Negli ultimi anni Laurie Anderson, vedova di Lou Reed, ha lavorato per poter tornare a collaborare con il suo defunto marito. Insieme a un’università australiana ha sviluppato un sistema di intelligenza artificiale in grado di scrivere in tre stili: Anderson, Lou Reed e una combinazione Anderson/Reed. 

«Non ho certo l’illusione di scrivere canzoni con il mio defunto marito, ma il suo stile è lì dentro. Tutte le sue musiche e i suoi testi sono caricati nel sistema, insieme ai miei: è la cosa più vicina ad una collaborazione», ha detto intervistata da Repubblica.

A novembre dello scorso anno è stata pubblicata Now and then, “nuova” canzone dei Beatles realizzata grazie al supporto dell’intelligenza artificiale.

Chiamiamoli esperimenti, alchimie da laboratorio. Dopo averla privata dello spazio rendendola “liquida” – nonostante il culto nostalgico dei vinili ormai possiamo ascoltare quello che vogliamo dove vogliamo – ecco il tentativo di privare la nostra musica dell’altra dimensione fondamentale: il tempo.

Ma se è abbastanza evidente che può esistere una musica senza tempo – al diciassettesimo posto della classifica settimanale della Federazione industria musicale italiana (Fimi) degli album più venduti nel periodo 29 dicembre 2023-4 gennaio 2024 c’erano i Pink Floyd con The dark side of the moon – c’è una domanda che forse vale la pena porsi: può esistere una musica senza “il” tempo?

Storia e storie

E non è evidentemente una questione di pentagrammi, battute, quattro quarti o sei ottavi. Il tempo è quello della storia che, come spiega bene Stefano Mannucci nel suo ultimo libro Batti il tempo (editore Castello), è segnato da momenti di musica.

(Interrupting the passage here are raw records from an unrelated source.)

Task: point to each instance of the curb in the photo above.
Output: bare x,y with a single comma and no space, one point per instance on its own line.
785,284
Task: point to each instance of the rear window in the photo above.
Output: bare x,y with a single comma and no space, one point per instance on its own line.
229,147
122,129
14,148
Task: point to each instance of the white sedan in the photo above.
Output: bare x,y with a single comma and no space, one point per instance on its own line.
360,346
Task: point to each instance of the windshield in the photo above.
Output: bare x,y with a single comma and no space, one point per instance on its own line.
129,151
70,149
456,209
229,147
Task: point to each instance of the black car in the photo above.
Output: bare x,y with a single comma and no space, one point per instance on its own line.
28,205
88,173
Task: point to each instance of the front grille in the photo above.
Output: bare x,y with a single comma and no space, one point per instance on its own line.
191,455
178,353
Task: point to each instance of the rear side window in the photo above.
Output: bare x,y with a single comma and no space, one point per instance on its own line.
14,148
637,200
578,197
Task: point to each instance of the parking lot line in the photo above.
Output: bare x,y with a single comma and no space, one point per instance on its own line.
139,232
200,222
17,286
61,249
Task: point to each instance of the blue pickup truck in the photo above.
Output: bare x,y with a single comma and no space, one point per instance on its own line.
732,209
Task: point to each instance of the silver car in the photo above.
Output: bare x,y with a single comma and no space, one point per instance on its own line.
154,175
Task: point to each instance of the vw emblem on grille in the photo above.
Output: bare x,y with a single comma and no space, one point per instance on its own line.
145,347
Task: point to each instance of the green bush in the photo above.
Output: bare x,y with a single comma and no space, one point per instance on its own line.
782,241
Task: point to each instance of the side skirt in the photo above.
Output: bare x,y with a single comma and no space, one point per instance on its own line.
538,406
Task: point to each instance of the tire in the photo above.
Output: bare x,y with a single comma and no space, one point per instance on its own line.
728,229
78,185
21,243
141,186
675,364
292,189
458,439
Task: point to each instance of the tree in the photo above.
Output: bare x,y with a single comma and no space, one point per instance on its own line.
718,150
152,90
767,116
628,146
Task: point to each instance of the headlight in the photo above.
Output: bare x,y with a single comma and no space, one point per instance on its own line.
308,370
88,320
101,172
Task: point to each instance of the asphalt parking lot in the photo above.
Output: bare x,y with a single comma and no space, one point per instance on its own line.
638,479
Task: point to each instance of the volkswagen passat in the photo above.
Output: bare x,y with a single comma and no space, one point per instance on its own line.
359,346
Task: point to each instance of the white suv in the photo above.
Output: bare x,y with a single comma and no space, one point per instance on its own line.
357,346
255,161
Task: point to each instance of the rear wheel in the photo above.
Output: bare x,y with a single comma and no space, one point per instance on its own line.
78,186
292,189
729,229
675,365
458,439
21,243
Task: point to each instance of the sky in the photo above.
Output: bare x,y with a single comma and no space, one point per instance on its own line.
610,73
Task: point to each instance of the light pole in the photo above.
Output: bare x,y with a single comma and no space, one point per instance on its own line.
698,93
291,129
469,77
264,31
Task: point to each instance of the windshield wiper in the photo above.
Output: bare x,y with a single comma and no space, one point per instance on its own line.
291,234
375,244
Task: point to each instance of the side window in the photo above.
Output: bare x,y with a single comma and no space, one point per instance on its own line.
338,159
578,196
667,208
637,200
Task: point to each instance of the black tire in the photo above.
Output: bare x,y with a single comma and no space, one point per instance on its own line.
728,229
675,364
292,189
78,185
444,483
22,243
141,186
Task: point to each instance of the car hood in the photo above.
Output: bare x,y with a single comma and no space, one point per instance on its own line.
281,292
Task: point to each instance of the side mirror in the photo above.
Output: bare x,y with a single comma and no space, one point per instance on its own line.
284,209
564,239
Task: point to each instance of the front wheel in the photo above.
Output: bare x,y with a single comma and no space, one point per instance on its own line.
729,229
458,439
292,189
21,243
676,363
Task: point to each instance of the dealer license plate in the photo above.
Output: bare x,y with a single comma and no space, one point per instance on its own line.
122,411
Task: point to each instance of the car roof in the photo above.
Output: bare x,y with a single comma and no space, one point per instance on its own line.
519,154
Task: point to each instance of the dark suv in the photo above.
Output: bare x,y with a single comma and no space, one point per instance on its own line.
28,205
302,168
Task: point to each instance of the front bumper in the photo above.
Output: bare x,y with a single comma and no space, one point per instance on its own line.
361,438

Dopotutto il sottotitolo, «la musica nella storia, la storia nella musica», è già di per sé un obiettivo programmatico. Così come i nomi degli artisti e dei gruppi protagonisti del libro: da Miles Davis a Frank Zappa, passando per Beatles, Rolling Stones, Pink Floyd, Bob Dylan, Aretha Franklin, David Bowie, Genesis, Janis Joplin, Robert Wyatt, Neil Young, Joni Mitchell, Nick Drake e Johnny Cash, per citare i principali. «Un tuffo letterario nei grandi fatti della storia raccontati attraverso la musica, e nei grandi momenti della musica ispirati dalla storia», per dirla con alcune delle parole che presentano l’opera.

Non è la prima volta che Mannucci si misura con la storia della musica. Lo aveva già fatto nei precedenti libri Il Suono del Secolo e L’Italia Suonata. Quasi a dire che la sua è anzitutto una missione educativa, un tentativo di tramandare ai posteri le vicende di uomini e donne che, col passare degli anni, rischiano di essere dimenticate, rimosse.

Un’operazione da boomer, da nostalgici dei tempi andati? Forse c’è chi la vede in questo modo. Ma quanti oggi ricordano da dove è nata Ohio di Crosby, Stills, Nash & Young, il contesto culturale e politico che ha portato a quel grido di protesta e l’impatto che ha avuto sulla vita delle persone? A ben vedere non è solo nostalgismo. 

Certo, per dirla con Francesco Guccini, nessuno pensa che «a canzoni si fan rivoluzioni». Non sempre, almeno. Ma sarebbe sciocco non chiederselo davanti all’annuncio che Elvis Presley tornerà presto sul palco, e in tour, grazie a un ologramma e allʼintelligenza artificiale: che musica è quella a cui viene tolto “il” tempo?

Probabilmente una musica più scialba. Un sottofondo incolore per accompagnare le nostre giornate. Una brutta canzone dei Beatles che lascia in noi un dubbio: siamo proprio sicuri che quello sia il suono con cui John Lennon avrebbe interpretato il nostro tempo? Ma questa è un’altra storia.